I think it's just with the current issues and having to bump the node version is causing some discomfort with moving forward with that right now. On top of that we are supposed to be in a code freeze at the moment.
One thing I am debating though is just cutting a project on my personal CF account and attempting with Build System 2. I just met with the dev who was testing it out and running into those npm issues, which seem to just be 404ing with a specific private package we maintain
FWIW, your node version will stay the same. Ubuntu will be updated. The default node version (that is you don't specify one) will update to 18, but you'll still be on 16 since it's expressed as an env var
Aaaah, that sounds promising. I'll bring that up with the wider audience. 🙏
Do you know by chance why the npm install would be having issues installing that private package with the same npm auth key in V1 vs V2?
Lemme see if I can repro
Test build failed with time limit exceeded:
c87b3cc9-d6a6-4731-96fa-eabb02e30e80
Just got a personal project cloned and setup
I just removed that package and where it's used, going to seee if i can get the app built 🤞Hey jumping in the convo as we are in the same boat here. Was the conclusion that the cluster reversion didn't help? Support mentioned our container getting rolled back but I never heard back if it happened for us or not.

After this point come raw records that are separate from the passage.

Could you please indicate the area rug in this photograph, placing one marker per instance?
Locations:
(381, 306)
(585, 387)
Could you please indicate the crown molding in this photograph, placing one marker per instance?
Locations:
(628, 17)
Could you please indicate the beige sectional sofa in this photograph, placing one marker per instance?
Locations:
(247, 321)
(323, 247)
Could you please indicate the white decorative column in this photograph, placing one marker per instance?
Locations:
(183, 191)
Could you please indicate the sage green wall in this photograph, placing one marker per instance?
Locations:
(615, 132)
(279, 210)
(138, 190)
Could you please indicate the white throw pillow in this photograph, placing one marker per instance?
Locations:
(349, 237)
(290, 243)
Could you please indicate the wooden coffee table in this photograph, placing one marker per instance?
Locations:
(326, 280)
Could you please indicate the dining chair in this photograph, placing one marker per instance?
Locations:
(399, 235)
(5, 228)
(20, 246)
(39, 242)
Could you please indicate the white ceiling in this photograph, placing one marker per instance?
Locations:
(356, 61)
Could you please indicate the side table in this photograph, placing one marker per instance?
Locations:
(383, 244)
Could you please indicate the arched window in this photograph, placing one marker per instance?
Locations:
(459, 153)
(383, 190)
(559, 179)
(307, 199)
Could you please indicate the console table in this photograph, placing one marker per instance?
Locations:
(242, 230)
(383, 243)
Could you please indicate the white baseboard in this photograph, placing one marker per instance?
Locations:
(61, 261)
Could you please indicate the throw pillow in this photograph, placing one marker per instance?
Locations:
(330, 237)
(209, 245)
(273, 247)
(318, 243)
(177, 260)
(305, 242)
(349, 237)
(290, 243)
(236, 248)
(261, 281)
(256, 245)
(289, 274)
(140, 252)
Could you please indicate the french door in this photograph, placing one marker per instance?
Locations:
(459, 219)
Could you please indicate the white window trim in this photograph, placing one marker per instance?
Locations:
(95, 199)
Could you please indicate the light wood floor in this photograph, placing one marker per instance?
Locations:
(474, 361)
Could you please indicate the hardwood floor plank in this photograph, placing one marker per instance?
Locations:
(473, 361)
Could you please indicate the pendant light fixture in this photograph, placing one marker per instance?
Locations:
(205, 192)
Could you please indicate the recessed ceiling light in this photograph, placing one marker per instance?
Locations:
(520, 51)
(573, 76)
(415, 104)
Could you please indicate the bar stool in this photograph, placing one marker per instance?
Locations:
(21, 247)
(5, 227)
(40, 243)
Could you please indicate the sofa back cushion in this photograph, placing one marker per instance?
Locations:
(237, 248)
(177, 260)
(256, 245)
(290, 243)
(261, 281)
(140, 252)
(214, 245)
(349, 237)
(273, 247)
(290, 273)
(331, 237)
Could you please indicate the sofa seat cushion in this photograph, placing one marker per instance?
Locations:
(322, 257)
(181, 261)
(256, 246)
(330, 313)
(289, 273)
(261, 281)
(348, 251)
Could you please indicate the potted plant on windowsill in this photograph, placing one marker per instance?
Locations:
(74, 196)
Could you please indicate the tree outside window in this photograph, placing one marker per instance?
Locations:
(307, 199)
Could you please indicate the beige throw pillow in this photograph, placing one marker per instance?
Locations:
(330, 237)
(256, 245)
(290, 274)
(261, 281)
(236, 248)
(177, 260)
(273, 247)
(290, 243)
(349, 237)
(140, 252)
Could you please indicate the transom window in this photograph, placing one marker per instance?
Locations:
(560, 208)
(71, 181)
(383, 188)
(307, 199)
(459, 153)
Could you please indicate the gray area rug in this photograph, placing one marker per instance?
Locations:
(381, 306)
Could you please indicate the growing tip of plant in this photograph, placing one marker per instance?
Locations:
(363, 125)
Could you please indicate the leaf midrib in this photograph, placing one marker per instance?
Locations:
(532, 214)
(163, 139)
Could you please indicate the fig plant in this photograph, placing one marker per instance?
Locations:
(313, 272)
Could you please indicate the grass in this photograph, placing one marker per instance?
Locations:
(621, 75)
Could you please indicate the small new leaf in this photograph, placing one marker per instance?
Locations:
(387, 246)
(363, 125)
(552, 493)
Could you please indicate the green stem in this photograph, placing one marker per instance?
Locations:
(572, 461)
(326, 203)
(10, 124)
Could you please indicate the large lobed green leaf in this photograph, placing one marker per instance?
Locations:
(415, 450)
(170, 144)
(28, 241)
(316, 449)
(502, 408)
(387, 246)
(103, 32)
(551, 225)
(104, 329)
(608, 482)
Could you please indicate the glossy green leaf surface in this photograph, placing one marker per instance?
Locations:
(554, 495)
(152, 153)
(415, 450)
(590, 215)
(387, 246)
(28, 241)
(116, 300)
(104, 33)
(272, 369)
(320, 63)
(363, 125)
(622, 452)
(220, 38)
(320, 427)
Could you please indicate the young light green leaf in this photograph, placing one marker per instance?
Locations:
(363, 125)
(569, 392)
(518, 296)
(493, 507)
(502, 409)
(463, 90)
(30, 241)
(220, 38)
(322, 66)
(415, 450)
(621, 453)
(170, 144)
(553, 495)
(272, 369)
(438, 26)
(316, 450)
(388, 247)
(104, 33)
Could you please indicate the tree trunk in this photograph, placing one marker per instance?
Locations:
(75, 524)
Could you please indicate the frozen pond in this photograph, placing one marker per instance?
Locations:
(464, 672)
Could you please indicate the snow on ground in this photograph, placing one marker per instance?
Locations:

Hey Ben, unfortunately we saw no luck with the cluster reversion.
No luck with project clone either, still exceeding build time.
I'm also still seeing the requests timeout on the v2 build system.
Have you been able to get ahold of a network trace for the nacelle requests?
Not really sure how I would pull that out during the build process but happy to try out any suggestions you have. I can catch the request failure and log it, but the caught error just displays the requested resource as below:
Error: [Network] request to https://storefront.api.nacelle.com/graphql/v1/spaces/97747e15-8457-4e3e-b865-f1597f46d1e7?operationName=Navigation&variables=%7B%7D&extensions=%7B%22persistedQuery%22%3A%7B%22sha256Hash%22%3A%228021fb9d1efefe1d02156fb84cf359c35157a97535bac55a55b02a2c0e507a90%22%2C%22version%22%3A1%7D%7D failed, reason: connect ETIMEDOUT 13.224.14.92:443
The actual request is handled in the SDK so I think further logging might have to take place in the SDK's code.
I think you might have to request a network trace from Cloudflare.
I really thought the cluster reversion would solve this since the timing sounded about right for the cluster upgrade and when we both started seeing these issues.
Hey @Ben Harker @elijah - we're escalating this. I and some other colleagues will be continuing to debug today. Thank you for help so far
@Ben Harker do you have a
.pages.dev
domain you can share with me for debugging?rhone-nacelle and rhone-staging. We have a workaround for feature branches but the master builds on rhone-nacelle reflect the issue.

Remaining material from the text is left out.